Why couldn’t we replace the cell membranes of an animal with some other support and transport structures, to create a massive cell that works like an animal?
Maybe? But how woupd it think?
It could have communication systems that work as nervous tissues
I dont see how that would work
Brains are made of nodes connected together with connections. There is no good reason I know why this system needs to be split up amongst multiple cells
The main problem is that multicellular organisms have many specialized cell types to perform different functions. For a single cell to be able to create extremely specialized regions, it would require such a degree of compartmentalisation/subdivision of the cell, I’d say it becomes unclear whether you can still call it single celled.
As for the nervous system (as we know it), it specifically depends on the cell membrane to propagate an electric potential. It’s not the kind of system that can just run in the cytosol. So, you’d get a pretty interesting structure doing something like that with a single cell (could probably use something like a weird really streched out vacuole as well). Also, the system relies on junctions between different neuron cells (synapses) to allow signals to jump from cell to cell, but not under all conditions. That’s also difficult to do with a single cell.
Exactly my point, to become truly single celled and large, you really can’t have a nervous system. You can be kinda single celled, sure, but it’s not the same.
you could have protein structures that mimic neurons muscles bones joints tendons ligaments vascular tissue or just about anything else you could think of if we had a protein editor specifically for polynucleates
I personally think it would be cool if you could play in the multicellular environment as a very large, polynucleic cell, but it doesn’t make sense for your cell to get to aware stage.

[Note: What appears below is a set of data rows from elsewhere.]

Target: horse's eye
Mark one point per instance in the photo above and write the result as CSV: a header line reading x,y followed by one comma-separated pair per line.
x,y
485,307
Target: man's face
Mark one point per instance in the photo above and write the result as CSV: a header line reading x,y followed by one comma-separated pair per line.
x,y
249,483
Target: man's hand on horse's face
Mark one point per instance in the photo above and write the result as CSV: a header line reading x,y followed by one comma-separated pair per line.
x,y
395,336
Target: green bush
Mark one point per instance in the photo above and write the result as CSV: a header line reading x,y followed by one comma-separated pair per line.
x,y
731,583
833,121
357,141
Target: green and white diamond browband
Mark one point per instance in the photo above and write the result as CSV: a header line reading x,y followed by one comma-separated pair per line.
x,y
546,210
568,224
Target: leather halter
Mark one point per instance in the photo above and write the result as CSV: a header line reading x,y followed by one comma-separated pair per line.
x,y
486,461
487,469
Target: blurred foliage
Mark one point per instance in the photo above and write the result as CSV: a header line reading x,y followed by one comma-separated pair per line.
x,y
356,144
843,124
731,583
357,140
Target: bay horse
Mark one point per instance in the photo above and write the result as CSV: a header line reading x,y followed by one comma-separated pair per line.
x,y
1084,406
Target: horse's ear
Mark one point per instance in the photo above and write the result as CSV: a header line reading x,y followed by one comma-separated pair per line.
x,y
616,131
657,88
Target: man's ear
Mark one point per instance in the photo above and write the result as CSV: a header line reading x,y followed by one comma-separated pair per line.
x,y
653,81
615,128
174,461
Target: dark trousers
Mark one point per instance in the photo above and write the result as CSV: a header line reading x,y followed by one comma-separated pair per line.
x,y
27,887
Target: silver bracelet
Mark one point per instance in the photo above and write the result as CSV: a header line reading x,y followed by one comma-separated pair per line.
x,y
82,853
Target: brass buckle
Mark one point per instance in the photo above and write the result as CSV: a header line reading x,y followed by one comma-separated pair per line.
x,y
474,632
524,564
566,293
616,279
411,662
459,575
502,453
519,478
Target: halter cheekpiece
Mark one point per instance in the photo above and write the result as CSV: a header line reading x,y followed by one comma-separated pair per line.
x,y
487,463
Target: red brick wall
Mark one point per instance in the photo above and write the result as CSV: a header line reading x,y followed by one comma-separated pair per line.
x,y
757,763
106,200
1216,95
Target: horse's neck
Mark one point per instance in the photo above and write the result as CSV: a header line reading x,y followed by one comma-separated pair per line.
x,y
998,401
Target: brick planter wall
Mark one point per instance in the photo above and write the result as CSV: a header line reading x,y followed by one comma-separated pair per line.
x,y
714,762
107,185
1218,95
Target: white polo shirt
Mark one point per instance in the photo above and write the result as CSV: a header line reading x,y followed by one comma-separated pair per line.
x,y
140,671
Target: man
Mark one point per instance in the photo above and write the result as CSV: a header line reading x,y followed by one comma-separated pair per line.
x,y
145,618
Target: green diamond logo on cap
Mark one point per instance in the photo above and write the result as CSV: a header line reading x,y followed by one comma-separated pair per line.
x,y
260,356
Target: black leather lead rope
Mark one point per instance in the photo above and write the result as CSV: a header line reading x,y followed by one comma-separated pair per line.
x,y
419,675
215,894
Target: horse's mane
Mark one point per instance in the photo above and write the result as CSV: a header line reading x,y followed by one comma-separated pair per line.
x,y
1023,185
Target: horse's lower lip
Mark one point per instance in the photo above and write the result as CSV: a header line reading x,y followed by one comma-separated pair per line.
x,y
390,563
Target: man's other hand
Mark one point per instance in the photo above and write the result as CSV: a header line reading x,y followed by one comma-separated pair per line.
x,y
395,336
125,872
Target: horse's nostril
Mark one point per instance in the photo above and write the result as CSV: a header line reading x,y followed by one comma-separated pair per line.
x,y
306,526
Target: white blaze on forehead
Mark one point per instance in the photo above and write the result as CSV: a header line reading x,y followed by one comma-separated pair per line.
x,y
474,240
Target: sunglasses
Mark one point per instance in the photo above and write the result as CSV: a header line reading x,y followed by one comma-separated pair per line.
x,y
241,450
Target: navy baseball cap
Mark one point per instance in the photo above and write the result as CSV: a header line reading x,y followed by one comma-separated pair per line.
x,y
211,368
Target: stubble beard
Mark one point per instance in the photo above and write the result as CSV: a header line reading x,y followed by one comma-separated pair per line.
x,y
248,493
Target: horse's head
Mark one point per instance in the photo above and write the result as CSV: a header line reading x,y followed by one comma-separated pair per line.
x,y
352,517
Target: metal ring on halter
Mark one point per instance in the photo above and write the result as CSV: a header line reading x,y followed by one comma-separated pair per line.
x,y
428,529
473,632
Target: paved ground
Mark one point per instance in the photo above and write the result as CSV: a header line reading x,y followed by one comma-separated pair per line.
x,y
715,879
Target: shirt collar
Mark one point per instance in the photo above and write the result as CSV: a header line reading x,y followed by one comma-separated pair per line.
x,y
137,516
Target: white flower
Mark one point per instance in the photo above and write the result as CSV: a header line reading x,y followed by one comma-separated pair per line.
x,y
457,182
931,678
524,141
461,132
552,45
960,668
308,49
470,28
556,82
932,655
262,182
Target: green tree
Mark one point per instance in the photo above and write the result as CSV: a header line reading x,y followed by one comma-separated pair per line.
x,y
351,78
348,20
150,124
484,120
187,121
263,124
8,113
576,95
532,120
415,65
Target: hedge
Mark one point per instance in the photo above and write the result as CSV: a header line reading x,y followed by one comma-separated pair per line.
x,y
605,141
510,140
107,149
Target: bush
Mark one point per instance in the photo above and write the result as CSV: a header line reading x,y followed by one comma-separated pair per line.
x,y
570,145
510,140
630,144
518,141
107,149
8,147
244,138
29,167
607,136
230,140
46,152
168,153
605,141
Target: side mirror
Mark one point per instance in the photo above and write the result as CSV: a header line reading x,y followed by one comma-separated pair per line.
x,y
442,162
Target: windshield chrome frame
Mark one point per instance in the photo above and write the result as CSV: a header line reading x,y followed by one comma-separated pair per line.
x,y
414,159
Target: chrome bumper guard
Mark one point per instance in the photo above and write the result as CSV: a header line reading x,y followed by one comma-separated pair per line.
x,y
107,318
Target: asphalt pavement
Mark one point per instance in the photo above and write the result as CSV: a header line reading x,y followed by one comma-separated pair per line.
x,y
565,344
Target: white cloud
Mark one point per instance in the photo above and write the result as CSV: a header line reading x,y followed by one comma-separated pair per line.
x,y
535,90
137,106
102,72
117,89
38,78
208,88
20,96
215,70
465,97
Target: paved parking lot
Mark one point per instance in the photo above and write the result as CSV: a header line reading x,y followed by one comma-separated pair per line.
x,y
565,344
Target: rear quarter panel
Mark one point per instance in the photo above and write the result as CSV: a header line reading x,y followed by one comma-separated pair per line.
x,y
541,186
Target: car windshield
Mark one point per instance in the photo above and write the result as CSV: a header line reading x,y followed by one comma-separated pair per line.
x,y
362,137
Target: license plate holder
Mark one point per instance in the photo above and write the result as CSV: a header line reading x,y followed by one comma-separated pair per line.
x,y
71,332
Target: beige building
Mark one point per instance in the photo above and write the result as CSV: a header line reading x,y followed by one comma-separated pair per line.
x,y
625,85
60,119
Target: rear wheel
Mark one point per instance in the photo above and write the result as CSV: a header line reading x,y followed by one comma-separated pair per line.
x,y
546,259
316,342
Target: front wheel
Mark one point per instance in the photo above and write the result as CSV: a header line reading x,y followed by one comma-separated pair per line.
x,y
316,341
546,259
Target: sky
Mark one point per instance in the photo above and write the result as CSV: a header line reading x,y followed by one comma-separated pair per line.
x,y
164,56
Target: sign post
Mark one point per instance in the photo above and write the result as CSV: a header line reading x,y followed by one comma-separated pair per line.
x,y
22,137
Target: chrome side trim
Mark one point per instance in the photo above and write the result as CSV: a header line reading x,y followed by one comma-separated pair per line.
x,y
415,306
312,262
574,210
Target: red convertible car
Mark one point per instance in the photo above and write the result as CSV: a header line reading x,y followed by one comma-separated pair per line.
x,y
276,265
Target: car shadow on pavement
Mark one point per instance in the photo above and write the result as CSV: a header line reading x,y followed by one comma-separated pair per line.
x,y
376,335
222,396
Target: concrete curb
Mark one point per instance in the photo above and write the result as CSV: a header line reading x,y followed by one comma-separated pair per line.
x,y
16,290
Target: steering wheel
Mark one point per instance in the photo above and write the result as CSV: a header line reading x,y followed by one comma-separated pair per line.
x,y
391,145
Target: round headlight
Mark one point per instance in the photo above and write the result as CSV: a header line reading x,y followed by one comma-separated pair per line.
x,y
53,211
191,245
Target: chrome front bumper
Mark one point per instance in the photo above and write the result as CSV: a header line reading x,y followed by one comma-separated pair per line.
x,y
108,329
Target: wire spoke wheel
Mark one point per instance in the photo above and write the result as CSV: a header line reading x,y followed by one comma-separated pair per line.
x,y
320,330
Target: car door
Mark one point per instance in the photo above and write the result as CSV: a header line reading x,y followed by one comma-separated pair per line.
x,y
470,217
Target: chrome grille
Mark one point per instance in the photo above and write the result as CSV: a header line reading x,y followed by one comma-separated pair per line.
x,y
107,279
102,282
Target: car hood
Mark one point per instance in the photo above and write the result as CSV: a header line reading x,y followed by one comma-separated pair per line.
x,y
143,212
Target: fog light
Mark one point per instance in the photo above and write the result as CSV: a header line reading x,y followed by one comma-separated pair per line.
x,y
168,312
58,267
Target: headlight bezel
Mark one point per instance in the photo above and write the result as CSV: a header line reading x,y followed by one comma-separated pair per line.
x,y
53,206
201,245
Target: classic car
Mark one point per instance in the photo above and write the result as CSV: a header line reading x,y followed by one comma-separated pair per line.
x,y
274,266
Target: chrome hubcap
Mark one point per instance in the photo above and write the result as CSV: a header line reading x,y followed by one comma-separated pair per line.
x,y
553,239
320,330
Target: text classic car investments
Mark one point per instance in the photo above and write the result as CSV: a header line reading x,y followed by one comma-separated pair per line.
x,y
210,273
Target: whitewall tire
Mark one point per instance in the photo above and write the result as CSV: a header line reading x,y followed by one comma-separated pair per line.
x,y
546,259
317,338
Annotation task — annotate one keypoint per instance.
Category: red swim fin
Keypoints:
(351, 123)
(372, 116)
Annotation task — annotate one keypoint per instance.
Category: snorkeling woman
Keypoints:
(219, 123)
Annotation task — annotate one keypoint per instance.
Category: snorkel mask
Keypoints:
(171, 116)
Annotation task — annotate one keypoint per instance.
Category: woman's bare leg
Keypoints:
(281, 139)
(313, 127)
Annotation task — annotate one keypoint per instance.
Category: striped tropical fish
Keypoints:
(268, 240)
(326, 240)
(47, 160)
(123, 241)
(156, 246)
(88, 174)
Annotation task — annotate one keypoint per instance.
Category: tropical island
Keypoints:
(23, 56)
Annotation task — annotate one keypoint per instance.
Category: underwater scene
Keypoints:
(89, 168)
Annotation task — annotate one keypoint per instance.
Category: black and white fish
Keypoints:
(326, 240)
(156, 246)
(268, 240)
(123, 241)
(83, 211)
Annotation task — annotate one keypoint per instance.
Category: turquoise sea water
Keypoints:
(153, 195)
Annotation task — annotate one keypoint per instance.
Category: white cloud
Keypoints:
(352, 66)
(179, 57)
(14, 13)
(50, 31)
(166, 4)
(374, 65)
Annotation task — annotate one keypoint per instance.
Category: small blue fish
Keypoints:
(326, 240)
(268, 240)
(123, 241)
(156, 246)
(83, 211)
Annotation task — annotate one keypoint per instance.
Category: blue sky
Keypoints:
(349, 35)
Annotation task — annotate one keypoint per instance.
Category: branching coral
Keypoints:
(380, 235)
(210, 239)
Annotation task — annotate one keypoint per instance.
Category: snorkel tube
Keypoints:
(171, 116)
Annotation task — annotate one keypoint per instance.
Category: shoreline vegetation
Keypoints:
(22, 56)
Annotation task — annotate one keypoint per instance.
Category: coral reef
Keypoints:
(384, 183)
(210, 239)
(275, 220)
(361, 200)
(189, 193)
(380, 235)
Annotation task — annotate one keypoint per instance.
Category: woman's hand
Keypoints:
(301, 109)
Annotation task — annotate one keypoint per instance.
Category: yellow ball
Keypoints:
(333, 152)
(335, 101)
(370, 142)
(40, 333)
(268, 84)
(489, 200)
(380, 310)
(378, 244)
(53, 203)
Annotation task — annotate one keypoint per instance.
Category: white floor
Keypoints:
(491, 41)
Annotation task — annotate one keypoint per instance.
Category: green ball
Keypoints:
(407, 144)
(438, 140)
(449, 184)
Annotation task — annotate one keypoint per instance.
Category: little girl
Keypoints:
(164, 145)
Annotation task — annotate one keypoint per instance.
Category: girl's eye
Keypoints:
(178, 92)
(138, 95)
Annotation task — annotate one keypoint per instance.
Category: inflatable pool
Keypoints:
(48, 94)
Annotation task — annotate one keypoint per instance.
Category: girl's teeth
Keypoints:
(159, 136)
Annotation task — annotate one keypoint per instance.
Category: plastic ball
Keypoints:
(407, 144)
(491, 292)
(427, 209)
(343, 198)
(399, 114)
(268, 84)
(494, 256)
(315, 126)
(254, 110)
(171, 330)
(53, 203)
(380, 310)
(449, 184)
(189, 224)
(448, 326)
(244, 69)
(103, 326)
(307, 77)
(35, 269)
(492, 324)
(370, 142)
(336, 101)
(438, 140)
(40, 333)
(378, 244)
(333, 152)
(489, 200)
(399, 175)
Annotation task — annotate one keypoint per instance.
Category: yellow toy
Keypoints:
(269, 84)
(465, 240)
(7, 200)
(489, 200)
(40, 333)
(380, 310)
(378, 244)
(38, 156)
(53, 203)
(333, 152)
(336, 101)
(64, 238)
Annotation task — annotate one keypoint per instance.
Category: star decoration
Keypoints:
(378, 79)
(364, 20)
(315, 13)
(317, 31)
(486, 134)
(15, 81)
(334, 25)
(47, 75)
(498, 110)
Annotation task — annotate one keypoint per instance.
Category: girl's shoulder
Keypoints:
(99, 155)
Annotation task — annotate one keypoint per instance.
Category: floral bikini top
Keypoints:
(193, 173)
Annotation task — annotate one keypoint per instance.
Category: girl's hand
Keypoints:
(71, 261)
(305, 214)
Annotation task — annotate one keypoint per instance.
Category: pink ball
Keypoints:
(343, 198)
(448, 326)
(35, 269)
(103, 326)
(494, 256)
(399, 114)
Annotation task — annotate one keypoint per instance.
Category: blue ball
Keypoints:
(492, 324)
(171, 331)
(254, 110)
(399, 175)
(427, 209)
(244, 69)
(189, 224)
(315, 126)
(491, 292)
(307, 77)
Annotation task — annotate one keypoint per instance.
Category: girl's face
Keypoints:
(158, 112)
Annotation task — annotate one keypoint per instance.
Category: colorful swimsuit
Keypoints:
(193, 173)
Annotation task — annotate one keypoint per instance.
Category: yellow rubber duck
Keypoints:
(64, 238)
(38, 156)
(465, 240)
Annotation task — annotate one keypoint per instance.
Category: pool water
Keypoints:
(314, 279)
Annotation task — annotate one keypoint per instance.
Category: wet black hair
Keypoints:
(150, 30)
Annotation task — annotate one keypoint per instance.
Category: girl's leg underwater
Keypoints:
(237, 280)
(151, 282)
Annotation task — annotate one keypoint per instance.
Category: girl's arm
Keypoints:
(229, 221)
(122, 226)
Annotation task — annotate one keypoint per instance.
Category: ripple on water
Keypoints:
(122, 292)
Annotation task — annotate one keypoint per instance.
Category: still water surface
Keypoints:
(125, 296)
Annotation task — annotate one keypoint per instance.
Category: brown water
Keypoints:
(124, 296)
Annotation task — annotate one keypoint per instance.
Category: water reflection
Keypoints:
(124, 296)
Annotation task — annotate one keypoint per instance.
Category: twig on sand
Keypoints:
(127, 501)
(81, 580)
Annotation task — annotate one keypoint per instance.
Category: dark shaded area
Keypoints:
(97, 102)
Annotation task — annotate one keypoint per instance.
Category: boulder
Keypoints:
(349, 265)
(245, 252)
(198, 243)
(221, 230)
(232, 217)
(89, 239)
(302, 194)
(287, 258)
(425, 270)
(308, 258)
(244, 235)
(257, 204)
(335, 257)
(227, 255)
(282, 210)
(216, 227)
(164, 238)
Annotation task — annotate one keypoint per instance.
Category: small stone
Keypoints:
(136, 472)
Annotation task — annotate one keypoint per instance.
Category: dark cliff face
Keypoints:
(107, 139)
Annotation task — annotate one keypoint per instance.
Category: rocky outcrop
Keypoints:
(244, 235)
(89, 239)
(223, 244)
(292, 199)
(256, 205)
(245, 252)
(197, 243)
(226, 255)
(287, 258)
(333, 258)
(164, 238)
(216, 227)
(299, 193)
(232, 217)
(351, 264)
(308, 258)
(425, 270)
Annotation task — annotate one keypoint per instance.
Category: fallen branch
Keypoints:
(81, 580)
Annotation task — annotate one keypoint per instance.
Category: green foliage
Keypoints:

it does if you evolve something that allows transmission of electricity to allow faster intracellular communication and eventually cluster some up to make a much smaller and more compact brain than any multicellular organism could ever hope to accomplish
But what mechanism or organelle could do this?
It would likely be Non-LAWK, but would be interesting to experiment around with the idea and see if it could be proven to work
(LAWK means ‘Life As We Know it’, in case anyone was unaware)
no it could just be calcium channels encased in a protein membrane or carbon nanotubes so it could definitely be lawk for at least the first one
@TristanMisja it would be a wire organelle that accepts multiple charges but only releases one in the event of a high enough charge
How would that be more efficient than multicellular brains? And you aren’t specifying what compound or organelle could do this. Also, neurons aren’t wires. There’s spiking and neurotransmitters and polarity (among other things) that just wires don’t have. You also don’t specify how an electric current would form, and what this brain organelle would actually do, how it would communicate with the other organelles, etc.
Moreover, what about reproduction? Will the daughter cell get some of the mother cell’s “memories”?
i am using “wires” by the definition of a cord that moves an electrical charge and the brains would be more space efficient as they don’t have to have machinery to keep the cell wall in mint condition as there is a protein barrier not a multimolecular wall that has to have molecules replaced and thus only take up the necessary space to hold a carbon nanotube while keeping the water out or hold a calcium ion channel or a very thin string of conductive metal
That wouldn’t be able to do any computation. If you want to use wires for computation on that scale the organism would also need to evolve semiconductors for logic.
i mean wires with a unit at one end that takes multiple charges and neurotransmitter chemicals and only releases a charge if there is a high enough charge going in and an organelle at the other end of the wire to transmit neurotransmitters. just like a regular brain cell except proteins and wires and organelles
no the daughter cell would likely not get the mother cell’s memories as that would require a pressure to encode the memories into nuclei or smaller packages and would likely be created by budding or eukaryotic conjugation being used as a gene transfer method to enable sexual reproduction
Okay, but what mechanism would do that? What protein equivalent would work? And how would this be any more efficient than multicellular brains? What would this brain even be used for? Single celled organisms behave intelligently enough to survive. Also, what would these wire be made of? What is creating current?
a dendrite organelle that accepts multiple inputs from axon like organelles that use a wire to transmit electricity and releases different chemicals based on the strength of the signal then the dendritic organelle sends a signal of the combined strengths of all it’s inputs
a protein casing around a wire connecting two cell organelles
faster reaction time, smaller neurons, less calcium intake required, faster processing time, signal speed is just under a third of the speed of light given there isn’t anything stopping the electricity, faster max speed.
not if they want to be large unicellular animals
copper, silver, lead, iron, literally any other highly conductive metal, carbon nanotubes.
mitochondria
That doesn’t answer the question.
That doesn’t answer my first question, and animals, by definition, cannot be unicellular. Also, macroscopic unicellular organisms on Earth live perfectly fine without “brains”.
Mitochondria cannot create electric currents.